The same mask who had gagged her, came and bared her neck and said, "It had best be done now she has fainted." 'Perhaps it would have been as well; for though she recovered from her swoon, and her confessor, who was present, came forward and endeavoured to prepare her for the awful deed which was about to be done upon her, and for the state into which she was about to enter, when she came to herself it was only to scream like a maniac, to curse the Duke as a butcher and tyrant, and to call upon Magny, her dear Magny.
'At this the Duke said, quite calmly, "May God have mercy on her sinful soul!" He, the confessor, and Geldern, who were present, went down on their knees; and, as his Highness dropped his handkerchief, Weissenborn fell down in a fainting fit; while MONSIEUR DE STRASBOURG, taking the back hair in his hand, separated the shrieking head of Olivia from the miserable sinful body.

May Heaven have mercy upon her soul!' ***** This was the story told by Madame de Liliengarten, and the reader will have no difficulty in drawing from it that part which affected myself and my uncle; who, after six weeks of arrest, were set at liberty, but with orders to quit the duchy immediately: indeed, with an escort of dragoons to conduct us to the frontier.

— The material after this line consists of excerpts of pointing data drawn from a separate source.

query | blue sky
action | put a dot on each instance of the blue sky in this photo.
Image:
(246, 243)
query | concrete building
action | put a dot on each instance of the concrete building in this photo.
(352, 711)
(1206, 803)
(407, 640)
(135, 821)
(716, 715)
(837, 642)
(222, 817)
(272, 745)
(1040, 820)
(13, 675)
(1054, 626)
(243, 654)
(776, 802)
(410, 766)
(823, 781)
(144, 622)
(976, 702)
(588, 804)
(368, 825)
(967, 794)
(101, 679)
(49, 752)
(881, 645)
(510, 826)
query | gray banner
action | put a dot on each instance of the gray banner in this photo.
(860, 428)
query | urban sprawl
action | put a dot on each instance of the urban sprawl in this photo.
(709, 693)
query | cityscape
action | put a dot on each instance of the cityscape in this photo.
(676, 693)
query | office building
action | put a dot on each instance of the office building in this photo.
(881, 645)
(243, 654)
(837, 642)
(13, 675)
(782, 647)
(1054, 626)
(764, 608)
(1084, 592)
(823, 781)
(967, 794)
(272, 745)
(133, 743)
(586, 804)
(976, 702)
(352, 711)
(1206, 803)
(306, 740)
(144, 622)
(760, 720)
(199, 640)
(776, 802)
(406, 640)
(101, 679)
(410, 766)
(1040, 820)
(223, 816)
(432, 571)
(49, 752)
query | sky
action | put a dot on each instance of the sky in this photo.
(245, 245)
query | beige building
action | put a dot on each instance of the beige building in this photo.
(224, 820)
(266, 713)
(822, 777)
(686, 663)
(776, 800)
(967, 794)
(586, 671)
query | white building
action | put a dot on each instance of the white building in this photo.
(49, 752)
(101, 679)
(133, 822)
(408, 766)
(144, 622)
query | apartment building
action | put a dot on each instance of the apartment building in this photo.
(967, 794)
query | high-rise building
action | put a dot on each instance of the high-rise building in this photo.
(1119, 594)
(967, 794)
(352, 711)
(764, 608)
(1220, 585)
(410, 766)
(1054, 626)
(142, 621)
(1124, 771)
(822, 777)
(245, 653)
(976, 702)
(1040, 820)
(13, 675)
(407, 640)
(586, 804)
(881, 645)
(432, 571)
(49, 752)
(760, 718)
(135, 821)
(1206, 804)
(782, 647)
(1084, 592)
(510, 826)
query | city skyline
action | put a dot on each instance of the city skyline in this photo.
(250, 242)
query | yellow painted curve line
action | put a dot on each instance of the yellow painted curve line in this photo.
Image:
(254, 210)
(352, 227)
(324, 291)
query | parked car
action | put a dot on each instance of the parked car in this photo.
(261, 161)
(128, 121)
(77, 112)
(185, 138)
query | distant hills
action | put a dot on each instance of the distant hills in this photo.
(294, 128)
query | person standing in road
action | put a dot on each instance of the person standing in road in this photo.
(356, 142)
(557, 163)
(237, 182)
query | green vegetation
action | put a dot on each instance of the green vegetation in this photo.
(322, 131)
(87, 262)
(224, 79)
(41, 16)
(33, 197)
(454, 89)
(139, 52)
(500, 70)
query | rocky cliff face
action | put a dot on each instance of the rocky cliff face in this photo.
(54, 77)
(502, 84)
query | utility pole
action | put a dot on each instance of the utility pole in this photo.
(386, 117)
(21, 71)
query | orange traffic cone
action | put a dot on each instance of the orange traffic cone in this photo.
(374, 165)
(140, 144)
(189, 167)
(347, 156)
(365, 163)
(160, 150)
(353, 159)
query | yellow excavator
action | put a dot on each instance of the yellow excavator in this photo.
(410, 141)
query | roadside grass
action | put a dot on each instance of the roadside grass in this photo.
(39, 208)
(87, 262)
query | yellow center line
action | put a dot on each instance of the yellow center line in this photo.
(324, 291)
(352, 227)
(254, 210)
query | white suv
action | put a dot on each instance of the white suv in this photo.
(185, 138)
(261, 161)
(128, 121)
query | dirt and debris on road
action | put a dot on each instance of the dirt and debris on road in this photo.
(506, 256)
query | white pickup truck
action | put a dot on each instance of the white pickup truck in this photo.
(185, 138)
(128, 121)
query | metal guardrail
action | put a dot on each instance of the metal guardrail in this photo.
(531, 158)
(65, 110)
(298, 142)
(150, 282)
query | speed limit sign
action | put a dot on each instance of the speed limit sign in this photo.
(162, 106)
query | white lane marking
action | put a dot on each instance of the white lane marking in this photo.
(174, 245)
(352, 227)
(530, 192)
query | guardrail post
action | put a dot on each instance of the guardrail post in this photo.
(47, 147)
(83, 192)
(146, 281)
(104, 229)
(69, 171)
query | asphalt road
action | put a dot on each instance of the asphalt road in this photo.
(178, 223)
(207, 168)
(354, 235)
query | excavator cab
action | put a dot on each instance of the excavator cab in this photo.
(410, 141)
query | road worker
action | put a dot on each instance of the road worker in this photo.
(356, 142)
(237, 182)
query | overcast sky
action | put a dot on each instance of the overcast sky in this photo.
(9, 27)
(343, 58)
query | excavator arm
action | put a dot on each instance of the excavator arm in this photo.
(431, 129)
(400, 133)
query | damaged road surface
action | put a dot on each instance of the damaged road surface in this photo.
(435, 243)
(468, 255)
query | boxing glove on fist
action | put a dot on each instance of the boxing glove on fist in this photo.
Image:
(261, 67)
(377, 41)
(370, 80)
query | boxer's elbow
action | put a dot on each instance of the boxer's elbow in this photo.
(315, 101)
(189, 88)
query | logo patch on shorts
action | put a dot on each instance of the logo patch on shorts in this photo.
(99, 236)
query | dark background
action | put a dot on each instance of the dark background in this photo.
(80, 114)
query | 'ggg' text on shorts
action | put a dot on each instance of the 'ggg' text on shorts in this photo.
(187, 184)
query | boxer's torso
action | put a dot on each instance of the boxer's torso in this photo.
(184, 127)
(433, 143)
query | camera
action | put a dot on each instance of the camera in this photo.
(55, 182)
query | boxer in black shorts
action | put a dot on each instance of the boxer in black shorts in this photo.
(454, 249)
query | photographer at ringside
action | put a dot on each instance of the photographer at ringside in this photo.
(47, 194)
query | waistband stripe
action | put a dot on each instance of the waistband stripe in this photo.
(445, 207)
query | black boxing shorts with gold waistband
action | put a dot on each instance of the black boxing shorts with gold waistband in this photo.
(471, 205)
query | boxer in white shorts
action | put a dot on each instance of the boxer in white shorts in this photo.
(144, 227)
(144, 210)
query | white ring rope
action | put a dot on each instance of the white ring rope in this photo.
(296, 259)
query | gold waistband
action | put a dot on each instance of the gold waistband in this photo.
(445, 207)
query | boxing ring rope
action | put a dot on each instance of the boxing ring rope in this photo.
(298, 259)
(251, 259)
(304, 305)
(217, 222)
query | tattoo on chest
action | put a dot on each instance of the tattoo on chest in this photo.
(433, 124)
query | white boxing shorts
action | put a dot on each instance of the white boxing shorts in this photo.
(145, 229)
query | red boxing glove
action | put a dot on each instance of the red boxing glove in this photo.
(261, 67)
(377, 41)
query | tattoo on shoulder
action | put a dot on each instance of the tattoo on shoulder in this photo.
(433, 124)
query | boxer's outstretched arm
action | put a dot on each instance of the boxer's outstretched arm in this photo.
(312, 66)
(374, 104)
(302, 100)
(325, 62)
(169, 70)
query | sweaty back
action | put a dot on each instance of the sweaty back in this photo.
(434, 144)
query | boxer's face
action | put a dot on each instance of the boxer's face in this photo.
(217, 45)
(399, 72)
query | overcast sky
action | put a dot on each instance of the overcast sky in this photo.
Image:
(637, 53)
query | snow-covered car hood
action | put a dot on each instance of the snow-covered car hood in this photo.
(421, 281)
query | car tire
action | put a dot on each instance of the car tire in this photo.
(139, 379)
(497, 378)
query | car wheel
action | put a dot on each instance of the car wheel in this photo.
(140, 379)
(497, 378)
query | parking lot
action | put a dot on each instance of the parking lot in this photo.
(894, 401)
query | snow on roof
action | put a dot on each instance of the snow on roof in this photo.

What property we had, we were allowed to sell and realise in money; but none of our play debts were paid to us: and all my hopes of the Countess Ida were thus at an end.
When Duke Victor came to the throne, which he did when, six months after, apoplexy carried off the old sovereign his father, all the good old usages of X----were given up,--play forbidden; the opera and ballet sent to the right-about; and the regiments which the old Duke had sold recalled from their foreign service: with them came my Countess's beggarly cousin the ensign, and he married her.

I don't know whether they were happy or not.